Date of Award

Spring 2015

Document Type


Degree Name

Doctor of Philosophy (PhD)


Computational Modeling & Simulation Engineering


Modeling and Simulation

Committee Director

Patrick Hester

Committee Member

Catherine M. Banks

Committee Member

Saikou Diallo


The representation via simulation models can easily lead to simulation models too simple for their intended purpose, or with too much detail, making them hard to understand. This problem is related to limitations of the modeling and simulation methods. A multi-method Modeling and Simulation (M&S) approach has the potential for improved representation by taking advantage of methods' strengths and mitigating their weaknesses. Despite a high appeal for using multiple M&S methods, several related problems should be addressed first. The current level of theoretical, methodological, and pragmatic knowledge related to a multi-method M&S approach is limited.

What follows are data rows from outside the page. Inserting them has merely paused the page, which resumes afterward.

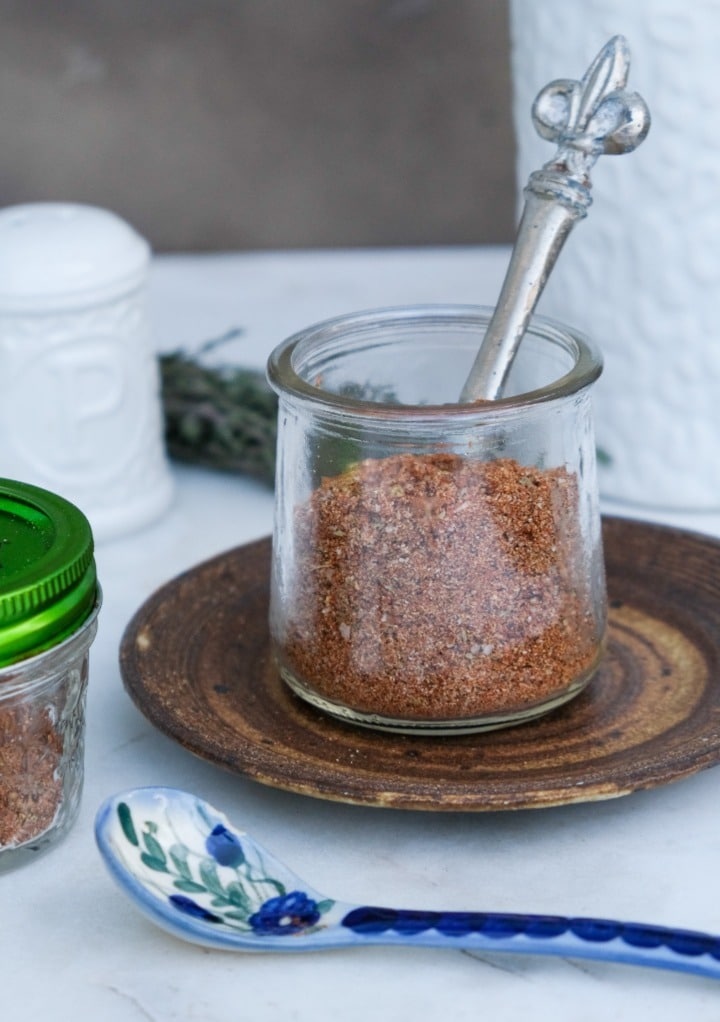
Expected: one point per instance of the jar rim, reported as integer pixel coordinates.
(285, 379)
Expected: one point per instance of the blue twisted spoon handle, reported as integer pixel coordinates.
(606, 939)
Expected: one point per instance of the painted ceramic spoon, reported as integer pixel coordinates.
(193, 874)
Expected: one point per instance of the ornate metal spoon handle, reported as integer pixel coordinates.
(585, 119)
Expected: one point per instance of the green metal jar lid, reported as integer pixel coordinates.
(48, 582)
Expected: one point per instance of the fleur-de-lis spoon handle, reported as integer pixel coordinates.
(585, 119)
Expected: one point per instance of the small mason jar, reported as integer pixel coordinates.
(437, 567)
(49, 603)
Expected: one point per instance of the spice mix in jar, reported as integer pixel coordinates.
(49, 603)
(437, 567)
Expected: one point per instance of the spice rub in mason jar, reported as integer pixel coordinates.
(435, 587)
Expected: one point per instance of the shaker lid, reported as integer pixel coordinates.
(56, 254)
(48, 583)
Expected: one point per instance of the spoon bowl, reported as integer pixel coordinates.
(195, 875)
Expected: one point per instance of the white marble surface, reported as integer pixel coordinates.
(73, 947)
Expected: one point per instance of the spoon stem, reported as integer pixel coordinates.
(544, 226)
(586, 119)
(601, 939)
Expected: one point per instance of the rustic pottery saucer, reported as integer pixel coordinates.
(195, 659)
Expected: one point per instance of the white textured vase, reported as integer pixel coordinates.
(641, 275)
(80, 404)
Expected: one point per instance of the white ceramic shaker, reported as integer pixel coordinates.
(641, 275)
(80, 405)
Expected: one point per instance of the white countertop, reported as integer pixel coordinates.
(73, 947)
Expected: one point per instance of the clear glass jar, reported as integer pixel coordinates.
(437, 567)
(49, 603)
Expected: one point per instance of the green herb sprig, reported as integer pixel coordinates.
(219, 417)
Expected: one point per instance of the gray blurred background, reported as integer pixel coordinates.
(264, 124)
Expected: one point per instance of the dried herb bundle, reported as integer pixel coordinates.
(219, 417)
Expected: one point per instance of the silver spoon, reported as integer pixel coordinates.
(586, 119)
(193, 874)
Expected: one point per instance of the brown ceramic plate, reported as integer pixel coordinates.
(195, 659)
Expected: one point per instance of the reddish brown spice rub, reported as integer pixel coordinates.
(31, 788)
(435, 587)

It is problematic that there is no clearly identified purpose and definition of the multi-method M&S approach. Theoretical and methodological advances are vital to enhancing the application of a multi-method M&S approach to address a broader range of scientific inquiries, improve quality of research, and enable finding common ground between scientific domains. This dissertation explored theoretical principles and research guidelines of a multi-method M&S approach.

The analyzed literature offered perspectives related to the purpose, terms, and research guidelines of a multi-method M&S approach. A pragmatic philosophical stance was used to provide the basis for the choice of terms and definitions relevant to a multi-method M&S approach were proposed. The degrees of falsifiability are adapted to the M&S domain, which allowed for developing complementarity principles as the theoretical basis of a multi-method M&S approach. Next, a blueprint of a multi-method M&S approach called method formats was derived, because transitions toward formats must seek justifications in order to increase research objectivity and transparency.

A sample set of methods was explored in the context of a proposed sample set of criteria. None of the methods were evaluated with the maximum score for every criterion, which implied that if all those characteristics were required within a research context, then, none of the methods could provide the highest possible score without combining methods. Finally, a case study that included a multi-method simulation model was developed, providing a data layer for evaluation of complementarity principles. The case study contributed to the credibility of complementarity principles as a reason to use a multi-method M&S approach and value of pseudo-triangulation as a mean of verification of a selected approach.